Госпожа Пешен хочет быть бессмертной. Все мои пациенты хотят быть бессмертными. Вы, господин Мазюр, и вы сами, господин Бержере, хотите быть бессмертными. И скажу вам еще, что неустойчивость – это основная черта всех сочетаний, из которых возникает жизнь. Жизнь… хотите, чтобы я определил ее научно? Это – неизвестное, которое испаряется чорт его знает куда.
– Конфуций – сказал г-н Бержере, – был человек рассудительный. Когда ученик его, Килу, спросил однажды, как надо служить Духам и Гениям, учитель ответил: «Если человек еще не в состоянии служить человечеству, то как может он служить Духам и Гениям?…» – «Позвольте мне, – продолжал ученик, – спросить вас, что такое смерть». И Конфуций отвечал: «Как нам знать, что такое смерть, когда мы не знаем, что такое жизнь?»
Процессия, двигавшаяся по Национальной улице, проходила мимо гимназии.
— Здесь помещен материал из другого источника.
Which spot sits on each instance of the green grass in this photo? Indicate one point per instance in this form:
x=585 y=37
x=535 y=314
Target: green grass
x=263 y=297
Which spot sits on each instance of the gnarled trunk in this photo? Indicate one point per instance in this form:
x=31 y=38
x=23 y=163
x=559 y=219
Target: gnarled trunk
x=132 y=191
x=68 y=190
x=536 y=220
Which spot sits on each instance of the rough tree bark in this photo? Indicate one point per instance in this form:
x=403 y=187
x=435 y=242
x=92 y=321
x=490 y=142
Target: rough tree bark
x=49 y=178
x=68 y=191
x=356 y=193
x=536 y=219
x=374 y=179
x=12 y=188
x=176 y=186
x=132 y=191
Доктор Форнероль вспомнил дни своего отрочества и сказал:
– Здесь я учился. Это было давно. Я много старше всех вас. Мне исполнится через неделю пятьдесят шесть лет.
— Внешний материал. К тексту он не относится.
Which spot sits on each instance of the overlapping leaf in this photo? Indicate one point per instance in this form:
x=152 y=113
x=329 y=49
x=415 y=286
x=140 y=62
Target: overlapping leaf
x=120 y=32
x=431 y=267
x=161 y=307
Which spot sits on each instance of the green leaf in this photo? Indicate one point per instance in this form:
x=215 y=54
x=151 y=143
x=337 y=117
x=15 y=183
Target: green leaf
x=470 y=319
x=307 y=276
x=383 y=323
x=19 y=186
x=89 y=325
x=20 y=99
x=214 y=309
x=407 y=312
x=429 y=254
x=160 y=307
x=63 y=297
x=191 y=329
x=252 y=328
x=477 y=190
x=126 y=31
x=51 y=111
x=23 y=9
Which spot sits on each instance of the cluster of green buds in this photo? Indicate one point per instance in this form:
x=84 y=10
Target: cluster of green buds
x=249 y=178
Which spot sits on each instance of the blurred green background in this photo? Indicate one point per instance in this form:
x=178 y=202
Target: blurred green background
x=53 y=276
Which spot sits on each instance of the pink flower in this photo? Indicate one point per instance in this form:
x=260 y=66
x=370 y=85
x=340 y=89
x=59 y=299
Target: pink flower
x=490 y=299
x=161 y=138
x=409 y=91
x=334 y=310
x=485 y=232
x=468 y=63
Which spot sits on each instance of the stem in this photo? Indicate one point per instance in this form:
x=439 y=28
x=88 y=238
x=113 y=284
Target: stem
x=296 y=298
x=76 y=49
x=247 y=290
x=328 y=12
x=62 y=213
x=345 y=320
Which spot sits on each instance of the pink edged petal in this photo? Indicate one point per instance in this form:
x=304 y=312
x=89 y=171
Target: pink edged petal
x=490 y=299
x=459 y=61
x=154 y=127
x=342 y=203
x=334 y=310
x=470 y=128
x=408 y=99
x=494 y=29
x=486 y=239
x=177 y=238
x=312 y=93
– Так действительно госпожа Пешен хочет жить вечно? – спросил г-н Бержере.
38
Dies irae (лат. – день гнева) – католический покаянный гимн.
39
Мелин, Феликс-Жюль (1838–1925) – французский политический деятель, прогрессист; в 1896–1898 гг. глава так наз. «однородного министерства», составленного исключительно из умеренных и поддерживаемого консерваторами. Мелин открыто покровительствовал клерикалам и финансовому капиталу. В «Современной истории», помимо тех мест, где Мелин упоминается под своим собственным именем, он изображен также в читаемых профессором Бержере рассказах о «трублионах», где выступает под именем Робена Медоточивого.